Toujours dans la même revue, et toujours en provenance de Cornell, on trouve ensuite une évaluation de 5 outils de migrations de formats et d’extraction de métadonnées :

  • le Digital Asset Preservation Tool d’IBM (open source), une sorte d’outil d’émulation
  • le LuraDocument PDF Compressor Desktop v.4 (qui génère du PDF/A)
  • le TOM (Typed Object Model) Conversion Service, un outil de migration en Java qui dispose d’une version test en ligne
  • le National Library of New Zealand (NLNZ) Metadata Extraction Tool, un outil open source en java qui analyse les formats et extrait les métadonnées
  • et enfin, un autre analyseur de format : TrID File Identifier.

Indexer une bibliothèque numérique

Dans la suite de ma réflexion sur les outils de consultation de bibliothèque numérique, je me suis intéressée au problème du calcul de pertinence lorsqu’on veut interroger en même temps des données structurées (par exemple, des notices de catalogue) et du plein-texte.

C’est (encore) à la California Digital Library que j’ai trouvé la solution à mes problèmes, et en particulier dans le Melvyl recommender project.

Ce projet avait dans un premier temps pour objectif de montrer qu’on pouvait indexer des données structurées avec un outil de type "plein texte" (par opposition à une base de données).
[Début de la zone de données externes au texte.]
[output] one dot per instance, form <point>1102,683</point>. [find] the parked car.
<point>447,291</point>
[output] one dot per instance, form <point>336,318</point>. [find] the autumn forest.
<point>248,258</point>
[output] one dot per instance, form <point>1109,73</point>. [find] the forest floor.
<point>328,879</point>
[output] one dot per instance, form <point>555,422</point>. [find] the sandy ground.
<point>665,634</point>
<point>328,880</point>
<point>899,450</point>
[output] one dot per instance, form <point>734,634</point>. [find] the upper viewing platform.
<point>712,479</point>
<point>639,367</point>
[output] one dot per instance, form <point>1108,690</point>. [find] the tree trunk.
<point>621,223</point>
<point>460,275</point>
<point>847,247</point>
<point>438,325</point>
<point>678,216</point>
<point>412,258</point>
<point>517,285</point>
Pour cela, ils ont réuni quelques millions de notices, et les ont indexées grâce à XFT, un framework open source basé sur Lucene. Ca a donné un prototype assez intéressant, en particulier du point de vue de la FRBRisation des notices.

Dans une seconde phase, ils se sont demandé ce qui se passerait si à ces belles métadonnées ils ajoutaient de grosses quantités de plein texte dans des formats et des niveaux de qualité hétérogène. Ils ont donc injecté, en plus des notices, 18000 documents plein texte incluant des PDF, de l’OCR « brut » (non corrigé) et de la TEI (entre autres) et ont recommencé le petit jeu.

Le résultat de leurs cogitations, et les solutions pour faire une indexation réussie de matériel hétérogène et réparti dans une bibliothèque numérique, figure dans le rapport de la 2e phase. Le plus intéressant à mon sens est

  • la mise en place de la FRBRisation à la volée (ça fait classe de dire FRBRisation, mais en fait c’est une sorte de dédoublonnage amélioré)
  • le paramétrage de Lucene pour que l’algorithme de pertinence prenne en compte la qualité des métadonnées et évite « d’écraser » sous des tonnes de plein texte des résultats qui auraient une occurrence pertinente dans le titre ou l’auteur.

Ca peut paraître technique, mais il me semble difficile de croire qu’on va pouvoir numériser à tour de bras et OCRiser à tour de bras, sans se demander comment on va faire pour trouver quelque chose là-dedans à la fin. Même si on a l’intention d’utiliser un moteur du marché comme Fast, à l’exemple des allemands de Bielefield. Sinon il faudra s’en remettre à eux ;-)

Merci, mais alors merci, à FRBR blog qui n’imagine pas à quel point il m’a rendu service avec ce billet.